Only a crazy director like Paul Thomas Anderson could think of a crazy movie like Inherent Vice, a nostalgic tribute at the dawn of 2014 to the golden age of hippie culture in late 1960s Los Angeles.
One of those hippies is private detective Larry “Doc” Sportello, who reunites with former lover Shasta after a long time, but not for a sweet reunion of romance.
Indeed, the woman asks him for help in finding her current lover, Michael Z. Wolfmann, a wealthy construction tycoon who now seems repentant after a long life of taking advantage of poor people, wanting to build unrestricted condos for everyone.
Of course, his partners and wife disapprove of his change of heart, so they try to portray him as insane and erase him from the company’s public face.
Partly aided and partly hindered by Detective “Bigfoot” Bjornsen, Doc discovers that Wolfmann has officially disappeared while, at the same time, another woman asks for his help, Hope Harlingen, who is looking for her missing husband, Coy.
As if enough people hadn’t disappeared already, his beloved Shasta also vanishes into thin air, while Doc finds more and more clues that the mysterious and powerful Golden Fang, a dangerous and vast drug-dealing organization between Asia and the United States, is behind these crimes.
Moreover, all the missing persons’ trail leads to the wealthy Chryskylodon Institution, a sanitarium run by a Golden Fang-related cult under the control of Adrian Prussia, an old hitman who in the past has even worked occasionally for the police.
As the plot thickens around him, entangling clues and witnesses in an unbreakable web of power, sex, and drugs, poor Doc laboriously navigates the search for truth amidst attractive women and cocaine-dependent doctors.
A vivid, funny portrayal of the 70s
Paul Thomas Anderson digs into a plot that moves from noir to classic detective story, from comedy to bawdy eroticism, with a pleasant, ever-present, irreverent humor.
Without bothering to slavishly follow Thomas Pynchon’s novel of the same name, he orchestrates a complex score of human relationships between people who hate and love each other relentlessly.
The final representation is an endless universe of past Los Angeles within the many narrative, psychological, and introspective contexts of a plethora of characters, all desperately and strangely searching for something missing in their lives.
Anderson extrapolates an even more impenetrable plot from the book in its intricate web of mysteries and intrigues, turning it into an incomparable drama imbued with empathy and an irrepressible love for the outsiders of an unforgiving America, co-writing the screenplay with the same Pynchon.

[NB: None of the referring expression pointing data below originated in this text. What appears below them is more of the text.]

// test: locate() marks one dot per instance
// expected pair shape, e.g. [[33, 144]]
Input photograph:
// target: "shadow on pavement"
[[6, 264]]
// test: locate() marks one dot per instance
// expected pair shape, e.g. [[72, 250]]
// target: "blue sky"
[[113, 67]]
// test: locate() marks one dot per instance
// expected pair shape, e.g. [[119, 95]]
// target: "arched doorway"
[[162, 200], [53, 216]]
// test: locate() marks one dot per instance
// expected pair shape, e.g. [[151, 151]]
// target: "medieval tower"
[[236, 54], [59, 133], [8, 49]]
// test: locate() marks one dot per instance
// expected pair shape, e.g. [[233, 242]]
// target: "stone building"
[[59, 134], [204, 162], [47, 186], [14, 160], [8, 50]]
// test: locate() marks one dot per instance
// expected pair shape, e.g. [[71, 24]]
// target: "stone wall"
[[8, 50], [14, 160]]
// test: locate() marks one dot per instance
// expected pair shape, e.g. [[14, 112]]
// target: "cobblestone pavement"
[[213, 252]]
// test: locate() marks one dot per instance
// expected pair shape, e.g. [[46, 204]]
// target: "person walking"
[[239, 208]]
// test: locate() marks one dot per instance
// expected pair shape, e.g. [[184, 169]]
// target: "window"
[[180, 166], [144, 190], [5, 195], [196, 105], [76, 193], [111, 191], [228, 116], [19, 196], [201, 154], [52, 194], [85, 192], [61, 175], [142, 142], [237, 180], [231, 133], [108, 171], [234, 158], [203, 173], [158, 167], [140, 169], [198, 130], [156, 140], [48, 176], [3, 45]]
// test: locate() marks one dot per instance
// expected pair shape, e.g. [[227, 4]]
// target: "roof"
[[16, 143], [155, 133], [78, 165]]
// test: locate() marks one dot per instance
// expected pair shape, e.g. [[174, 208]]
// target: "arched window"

The film presents a complex story of affluent people and sexy, naïve girls adrift in a colorful hippie culture that seeks refuge in drugs and swift, stormy love affairs while also exploring the dysfunctional elements of society in the late 1960s, such as corruption, lust for wealth, and the constant sense of an era coming to an end.
Despite its anti-Hollywood sophistication, following this plot is an effortless pleasure that does not give you a headache from the millions of clues or conspiracy theories.
My advice is to enjoy the collective madness of this 2014 movie without looking for precision in the details but to experience it as if you were the protagonist and not the extraordinary Joaquin Phoenix: following the inherent vice flow of nature, living mindlessly on the beach in sandals and open shirts, with shoulder-length hair and thick sideburns on your cheeks.
Hippie love and power conspiracy
Joaquin Phoenix, a perpetually (or nearly so) exaggerated and sublimely masked freak, is a splendid portrayal that comes close to parodying the “hippie” type along with Katherine Waterston, a partner as gorgeous and elusive, wild and sensual as 1970s Los Angeles.
A couple that should be great but is not; although both seem lulled by dreamy romance and spirituality, we understand their love cannot last.
Both reject the habits and virtues of the upper crust, embodied to perfection by the excellent Josh Brolin.
The perennial contrast between Phoenix and Brolin is the real driving force behind the film, which is set amid a fragile period in history that is slowly fading into something else while our digital and connected age is still far on the horizon.
But don’t think the supporting cast is any less important because, for example, we have names like Reese Witherspoon and Benicio del Toro, one Doc’s lover, and the other his lawyer, who help him deal with the low blows from the cops.
I also cannot leave out Martin Short, an exaggerated coke-addicted dentist who constantly gets his rocks off behind his practice’s secretaries and young clientele.
Eric Roberts’ cameo as Wolfmann, a repentant billionaire who believes he has found himself, is even shorter and more philosophical for a character who is the real subject of the investigation along with Owen Wilson.
I must confess that Wilson did not convince me, not because of the actor, but because his character was treated a little too quickly, particularly considering his importance in the finale.
But these are tiny flaws, considering the vastness of a work like Inherent Vice, which brings in 2014 master Paul Thomas Anderson to make his movie more pace and fun.
I would describe an experience as almost spiritual, like a trip with a new and wiggly psychedelic drug, but one whose side effects will not ruin your health but may open your mind to new and unexplored aspects.